A shock improvement in Chinese factory activity supported the yuan and Australian dollar on Monday, and provided a wider lift to investors’ risk appetite, giving the dollar a lift versus the safe-haven yen.
Factory activity in China surprisingly grew for the first time in four months in March, an official survey showed on Sunday an indication government stimulus might be beginning to take hold in the world’s second biggest economy.
The official Purchasing Managers’ Index (PMI) increased to 50.5 in March from February’s three-year low of 49.2, beating economists’ median prediction of 49.5.
Investor confidence received an additional boost on Monday after a private business survey showed China’s industrial sector suddenly returned to growth in March.
The positive analyses pushed the Australian dollar, frequently seen as an investment proxy for Chinese monetary forecasts, 0.4 percent higher to $0.7126.
The Chinese yuan also gained a quarter of a percent in offshore trade to 6.707 to the dollar.
The dollar increased 0.3 percent to 111.12 yen, spreading its advance from the 1-1/2-month low of 109.70 it touched last week to 1.3 percent.
"It seems like policy support is working to underpin the Chinese economy," said Ayako Sera, market economist at Sumitomo Mitsui Trust Bank.
"But while policy steps will likely stem a further slowdown, they are unlikely to accelerate the economy. If markets got carried away with pricing in too much optimism, we could see some set-back down the road," she said.
However, Japanese March factory yield tumbling at the fastest rate in three years.
The output curve between three-month U.S. Treasury bills and 10-year notes become positive again on Friday, after being upturned for a week – an emblematic change that seemed to help lift market participants’ confidence.
The euro struggled close to three-week low of $1.1210 brushed on Friday. The single currency was last trading up 0.1 percent at $1.1232.
Sterling was a shade lower at $1.3032, imminent of Friday’s near-three-week lows of $1.2977 and not different from last month’s low of $1.2945.
Britain’s exit from the European Union was on confusion after the conquest of Prime Minister Theresa May’s proposed Brexit deal left her under pressure from opponent factions to leave with no a deal, go for an election or forge a much softer separation.

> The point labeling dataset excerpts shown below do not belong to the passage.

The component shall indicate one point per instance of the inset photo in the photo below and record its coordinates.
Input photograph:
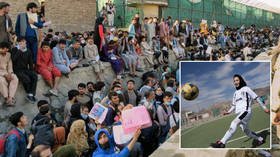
(225, 105)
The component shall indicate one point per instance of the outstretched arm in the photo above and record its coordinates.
(230, 110)
(262, 105)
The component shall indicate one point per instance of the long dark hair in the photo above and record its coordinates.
(242, 81)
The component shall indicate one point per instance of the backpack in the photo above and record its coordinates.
(43, 132)
(3, 139)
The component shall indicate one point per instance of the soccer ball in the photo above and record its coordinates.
(189, 91)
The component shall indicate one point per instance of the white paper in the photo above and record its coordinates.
(119, 136)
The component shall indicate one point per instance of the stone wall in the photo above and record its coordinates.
(68, 15)
(57, 103)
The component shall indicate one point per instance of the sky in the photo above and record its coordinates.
(215, 83)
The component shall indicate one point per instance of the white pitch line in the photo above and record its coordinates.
(246, 136)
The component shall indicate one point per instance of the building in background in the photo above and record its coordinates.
(228, 12)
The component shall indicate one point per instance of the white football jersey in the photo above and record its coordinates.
(243, 98)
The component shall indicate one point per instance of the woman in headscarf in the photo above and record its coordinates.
(78, 136)
(241, 103)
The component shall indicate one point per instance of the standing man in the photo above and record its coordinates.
(8, 80)
(5, 22)
(23, 68)
(131, 95)
(27, 26)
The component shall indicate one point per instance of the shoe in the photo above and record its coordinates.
(30, 99)
(218, 144)
(54, 92)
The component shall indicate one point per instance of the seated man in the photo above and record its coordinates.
(148, 52)
(106, 144)
(23, 68)
(46, 68)
(83, 98)
(16, 143)
(8, 80)
(60, 58)
(75, 53)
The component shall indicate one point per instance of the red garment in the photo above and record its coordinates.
(44, 61)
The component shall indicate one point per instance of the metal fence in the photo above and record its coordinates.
(227, 12)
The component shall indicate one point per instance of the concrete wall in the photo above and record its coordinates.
(69, 15)
(150, 10)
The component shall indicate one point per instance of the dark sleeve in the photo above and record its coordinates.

Traders also say investors have scaled back trading of the pound because it has become so hard to forecast in the midst of the constant and sometimes arcane political growths.

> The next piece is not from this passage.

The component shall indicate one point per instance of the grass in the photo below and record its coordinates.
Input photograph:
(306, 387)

"Monday will be another interesting day in parliament," said Seema Shah, senior global investment strategist at Principal Global Investors in London.
"If MPs are able to form a majority around a few of the motions - most likely the permanent customs union motion or a 'people's vote' on the agreed deal, we could see sterling re-strengthen on revived hopes of a soft Brexit."

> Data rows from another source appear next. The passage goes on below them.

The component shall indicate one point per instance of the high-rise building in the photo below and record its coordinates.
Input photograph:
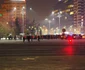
(79, 15)
(13, 9)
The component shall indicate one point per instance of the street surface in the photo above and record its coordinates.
(43, 55)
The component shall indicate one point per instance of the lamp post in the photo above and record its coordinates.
(49, 21)
(23, 13)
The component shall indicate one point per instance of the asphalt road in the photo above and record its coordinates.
(43, 55)
(42, 48)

The Mexican peso increased 0.35 percent to 19.364 to the dollar while the South African rand add on about 0.8 percent to 14.395 per dollar.
The Turkish lira eased above 1 percent to 5.6158 for every dollar after President Tayyip Erdogan's reigning AK Party lost control of the capital Ankara for the first time in a local election and he seemed to accept defeat in the country's biggest city, Istanbul.